Technical interviews in the software engineering sector generally take the form of giving a job candidate a problem to solve, then requiring the candidate to write out a solution in code on a whiteboard — explaining each step of the process to an interviewer.
Previous research found that many developers in the software engineering community felt the technical interview process was deeply flawed. So the researchers decided to run a study aimed at assessing the effect of the interview process on aspiring software engineers.
For this study, researchers conducted technical interviews of 48 computer science undergraduates and graduate students. Half of the study participants were given a conventional technical interview, with an interviewer looking on. The other half of the participants were asked to solve their problem on a whiteboard in a private room. The private interviews did not require study participants to explain their solutions aloud, and had no interviewers looking over their shoulders.
Researchers measured each study participant’s interview performance by assessing the accuracy and efficiency of each solution. In other words, they wanted to know whether the code they wrote would work, and the amount of computing resources needed to run it.
“People who took the traditional interview performed half as well as people that were able to interview in private,” Parnin says. “In short, the findings suggest that companies are missing out on really good programmers because those programmers aren’t good at writing on a whiteboard and explaining their work out loud while coding.”
Also, interesting note:
The researchers also note that the current format of technical interviews may also be used to exclude certain job candidates.
“For example, interviewers may give easier problems to candidates they prefer,” Parnin says. “But the format may also serve as a barrier to entire classes of candidates. For example, in our study, all of the women who took the public interview failed, while all of the women who took the private interview passed. Our study was limited, and a larger sample size would be needed to draw firm conclusions, but the idea that the very design of the interview process may effectively exclude an entire class of job candidates is troubling.”
What’s more, the specific nature of the technical interview process means that many job candidates try to spend weeks or months training specifically for the technical interview, rather than for the actual job they’d be doing.

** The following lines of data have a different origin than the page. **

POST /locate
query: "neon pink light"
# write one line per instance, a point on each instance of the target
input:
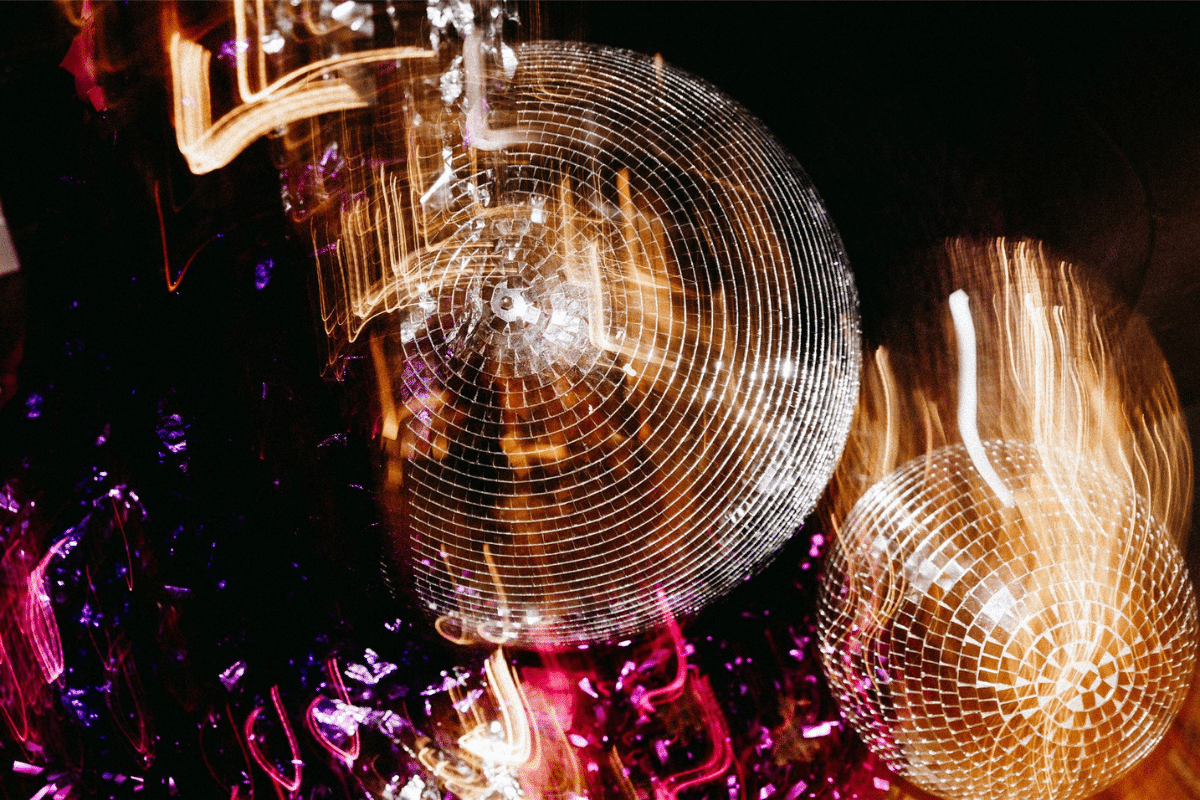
(257, 752)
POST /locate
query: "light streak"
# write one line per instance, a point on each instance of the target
(718, 762)
(654, 697)
(317, 88)
(1065, 394)
(960, 310)
(349, 753)
(283, 782)
(39, 623)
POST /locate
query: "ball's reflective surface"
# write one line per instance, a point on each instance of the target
(987, 651)
(627, 366)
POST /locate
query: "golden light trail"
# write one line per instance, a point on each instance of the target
(1007, 611)
(318, 88)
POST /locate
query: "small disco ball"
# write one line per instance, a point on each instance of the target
(627, 371)
(988, 651)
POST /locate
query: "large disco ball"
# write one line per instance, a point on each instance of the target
(627, 367)
(1033, 651)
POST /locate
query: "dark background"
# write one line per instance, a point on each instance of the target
(1074, 124)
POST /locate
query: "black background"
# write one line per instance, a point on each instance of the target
(1074, 124)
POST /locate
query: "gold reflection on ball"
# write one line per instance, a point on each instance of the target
(1033, 651)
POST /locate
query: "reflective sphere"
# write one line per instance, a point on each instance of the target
(627, 366)
(989, 651)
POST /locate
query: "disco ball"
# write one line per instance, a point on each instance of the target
(1038, 650)
(627, 367)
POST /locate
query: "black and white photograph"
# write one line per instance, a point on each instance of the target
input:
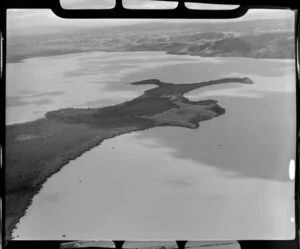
(150, 129)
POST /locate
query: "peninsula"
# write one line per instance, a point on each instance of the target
(37, 149)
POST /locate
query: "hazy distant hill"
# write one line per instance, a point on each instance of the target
(256, 38)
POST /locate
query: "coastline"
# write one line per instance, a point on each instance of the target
(51, 53)
(65, 134)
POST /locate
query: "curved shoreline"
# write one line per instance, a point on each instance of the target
(38, 149)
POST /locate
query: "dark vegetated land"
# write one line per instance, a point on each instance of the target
(35, 150)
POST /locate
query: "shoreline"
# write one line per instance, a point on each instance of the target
(22, 58)
(65, 134)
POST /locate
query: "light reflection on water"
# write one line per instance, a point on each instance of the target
(208, 183)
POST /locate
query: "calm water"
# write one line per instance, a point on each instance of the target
(228, 179)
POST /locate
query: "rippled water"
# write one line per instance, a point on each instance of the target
(228, 179)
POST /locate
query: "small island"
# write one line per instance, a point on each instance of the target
(38, 149)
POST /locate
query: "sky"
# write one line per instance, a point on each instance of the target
(26, 21)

“The technical interview process gives people with industry connections an advantage,” says Mahnaz Behroozi, first author of study and a Ph.D. student at NC State. “But it gives a particularly large advantage to people who can afford to take the time to focus solely on preparing for an interview process that has very little to do with the nature of the work itself.
“And the problems this study highlights are in addition to a suite of other problems associated with the hiring process in the tech sector, which we presented at ICSE-SES [the International Conference on Software Engineering, Software Engineering In Society],” adds Behroozi. “If the tech sector can address all of these challenges in a meaningful way, it will make significant progress in becoming more fair and inclusive. More to the point, the sector will be drawing from a larger and more diverse talent pool, which would contribute to better work.”